Multiway (muni × pollster) clustering moves spec-2 SE 1.04 → 1.07; candidate-level clustering 1.04 → 1.14. Wild-cluster restricted bootstrap p-values are < 1/2000 for both spec 2 and spec 3c (the small-cluster spec where it matters most). Inference is robust to all three sensitivities.
Question
Two concerns flagged by GPT-5-pro's pre-submission review (2026-06-14):
- Multiway clustering. Spec 2 is estimated with cluster-robust SE
at the muni level. With pollster effects partly correlated within
muni, two-way clustering by
muni × pollsteris the right sensitivity. A candidate-level cluster is also worth checking. - Finite-sample inference for Spec 3c. Spec 3c identifies β off 60 muni-week cells (28 in the media-only sensitivity AN-063). The asymptotic cluster-robust p-value may be unreliable in this regime. Wild-cluster restricted (WCR) bootstrap p-values are the standard finite-sample remedy.
Design
All three sensitivities run on the same samples as the headline specs:
| Sensitivity | Sample | Method |
|---|---|---|
| Spec 2 baseline | 22,665 rows / 2,669 munis | Cluster on muni |
| Spec 2 multiway | 22,665 rows | Cluster on (muni, institute) |
| Spec 2 candidate-cluster | 22,665 rows | cluster_entity=True (politico_id) |
| Spec 2 WCR p-value | 22,665 rows | FWL-residualize → Rademacher bootstrap at muni level, B = 2000 |
| Spec 3c WCR p-value | 288 rows / 60 cells | Same FWL bootstrap |
The WCR implementation in regressions.py:wcr_p_value generalizes the
AN-031 route-bootstrap scaffold to arbitrary panel models. It
residualizes both the target (sponsored_by) and the dependent
(error) against the other controls + FE, then applies cluster-level
Rademacher draws under the H0: β = 0 restriction.
Results
| Spec | β | SE | p (CRVE) | p (WCR, B=2000) |
|---|---|---|---|---|
| Spec 2 (muni cluster) | +6.86 | 1.04 | <0.001 | — |
| Spec 2 (muni × institute) | +6.86 | 1.07 | <0.001 | — |
| Spec 2 (politico_id cluster) | +6.86 | 1.14 | <0.001 | — |
| Spec 2 (WCR) | — | — | — | <0.0005 (0/2000) |
| Spec 3c (muni cluster) | +8.05 | 2.60 | 0.003 | — |
| Spec 3c (WCR) | — | — | — | <0.0005 (0/2000) |
Both Spec 2 sensitivities move the SE by less than 10%, and the asymptotic p stays below 0.001. The WCR bootstrap p-values for both specs are below 1/B (the smallest nonzero value the bootstrap can return at this resolution); none of the 2,000 Rademacher draws produces a t-statistic at or above the observed magnitude.
Interpretation
- Multiway clustering is not load-bearing. The 1.04 → 1.07 change under muni × institute is small; the (politico_id) cluster gives a slightly wider SE but the magnitude of the change (1.04 → 1.14) does not affect the inferential conclusion.
- Finite-sample inference confirms Spec 3c. The WCR p-value matches the asymptotic CRVE p (0.003) in the direction of greater rejection.

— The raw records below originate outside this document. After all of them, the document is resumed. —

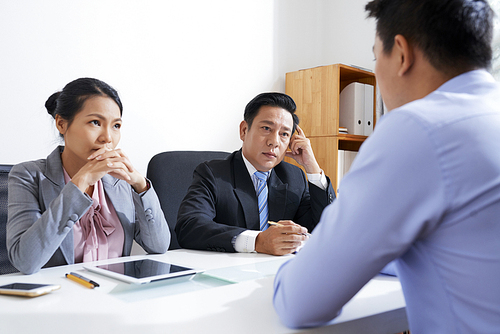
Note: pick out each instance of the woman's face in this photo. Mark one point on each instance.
(95, 126)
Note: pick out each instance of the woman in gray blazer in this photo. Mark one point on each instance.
(85, 202)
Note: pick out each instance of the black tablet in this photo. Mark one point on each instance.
(141, 271)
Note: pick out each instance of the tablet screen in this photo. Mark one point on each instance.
(141, 271)
(143, 268)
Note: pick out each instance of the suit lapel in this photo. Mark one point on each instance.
(51, 188)
(277, 197)
(121, 198)
(245, 192)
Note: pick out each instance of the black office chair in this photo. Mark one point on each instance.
(5, 266)
(171, 174)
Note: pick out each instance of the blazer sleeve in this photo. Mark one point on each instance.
(314, 200)
(151, 229)
(201, 222)
(34, 233)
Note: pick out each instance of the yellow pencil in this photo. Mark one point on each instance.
(278, 224)
(81, 281)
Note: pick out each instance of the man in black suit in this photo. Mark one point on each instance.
(221, 210)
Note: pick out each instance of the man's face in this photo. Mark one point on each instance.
(266, 141)
(386, 74)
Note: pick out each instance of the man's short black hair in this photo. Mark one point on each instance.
(270, 99)
(454, 35)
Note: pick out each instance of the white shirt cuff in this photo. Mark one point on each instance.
(319, 180)
(245, 241)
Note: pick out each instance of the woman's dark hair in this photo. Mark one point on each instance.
(68, 102)
(454, 35)
(270, 99)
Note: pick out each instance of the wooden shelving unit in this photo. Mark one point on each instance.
(316, 92)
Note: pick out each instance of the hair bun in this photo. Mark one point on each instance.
(51, 103)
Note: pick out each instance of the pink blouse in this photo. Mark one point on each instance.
(98, 235)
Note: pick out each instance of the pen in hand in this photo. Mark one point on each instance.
(278, 224)
(82, 280)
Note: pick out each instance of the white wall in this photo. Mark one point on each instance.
(184, 69)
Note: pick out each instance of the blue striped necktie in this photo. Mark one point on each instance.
(262, 198)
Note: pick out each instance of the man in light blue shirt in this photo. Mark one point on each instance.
(424, 189)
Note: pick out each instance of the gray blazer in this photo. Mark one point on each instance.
(42, 211)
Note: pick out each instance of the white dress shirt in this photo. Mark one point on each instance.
(245, 241)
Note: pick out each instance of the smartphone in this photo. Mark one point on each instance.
(27, 289)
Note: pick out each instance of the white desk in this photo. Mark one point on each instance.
(238, 301)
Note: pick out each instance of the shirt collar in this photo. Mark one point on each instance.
(250, 168)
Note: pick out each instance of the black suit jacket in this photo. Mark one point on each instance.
(221, 202)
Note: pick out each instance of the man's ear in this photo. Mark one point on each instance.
(243, 130)
(405, 54)
(61, 124)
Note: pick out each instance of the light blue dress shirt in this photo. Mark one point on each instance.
(425, 190)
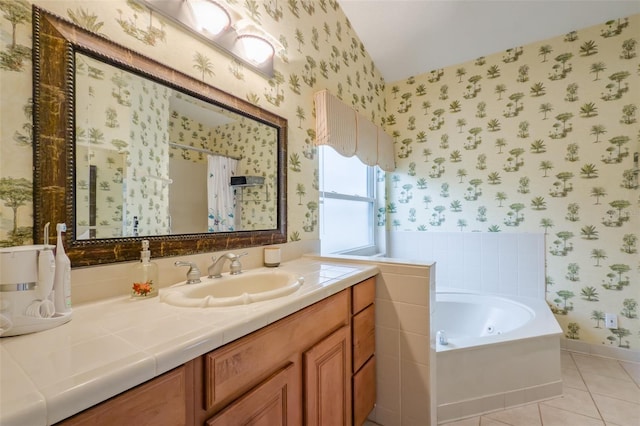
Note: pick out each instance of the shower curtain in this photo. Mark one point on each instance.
(221, 200)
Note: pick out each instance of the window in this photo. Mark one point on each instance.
(347, 204)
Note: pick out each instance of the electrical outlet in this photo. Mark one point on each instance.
(611, 320)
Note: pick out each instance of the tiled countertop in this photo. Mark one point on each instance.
(113, 345)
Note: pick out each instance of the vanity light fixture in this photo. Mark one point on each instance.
(210, 16)
(223, 28)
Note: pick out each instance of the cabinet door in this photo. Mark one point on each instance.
(364, 392)
(364, 341)
(275, 402)
(327, 373)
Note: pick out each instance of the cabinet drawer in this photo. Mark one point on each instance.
(237, 367)
(364, 342)
(364, 392)
(363, 294)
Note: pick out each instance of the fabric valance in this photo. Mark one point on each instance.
(350, 133)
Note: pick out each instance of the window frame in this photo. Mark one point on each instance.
(372, 248)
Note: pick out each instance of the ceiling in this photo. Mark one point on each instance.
(411, 37)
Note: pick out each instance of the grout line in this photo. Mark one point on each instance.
(589, 391)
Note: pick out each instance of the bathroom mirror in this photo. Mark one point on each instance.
(126, 148)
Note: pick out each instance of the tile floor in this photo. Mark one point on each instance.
(596, 391)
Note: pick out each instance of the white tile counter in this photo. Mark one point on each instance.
(113, 345)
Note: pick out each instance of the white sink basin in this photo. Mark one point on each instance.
(232, 290)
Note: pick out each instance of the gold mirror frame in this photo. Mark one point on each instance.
(55, 41)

The 60 muni-week cells were the natural worry; this bootstrap addresses it directly.
The combined evidence supports reporting Spec 2 with muni-clustered SE and the WCR p-value in the footnote on Table 1 of the paper.
Follow-ups
- The bootstrap B = 2000 can return p-values as small as 0.0005. If exact small-p resolution becomes important for revision rounds, increase B (cost: linear in B).
- A score-bootstrap variant (Davidson-MacKinnon) would also be appropriate; not added because the CRVE asymptotic and the WCR bootstrap agree, so the marginal information is small.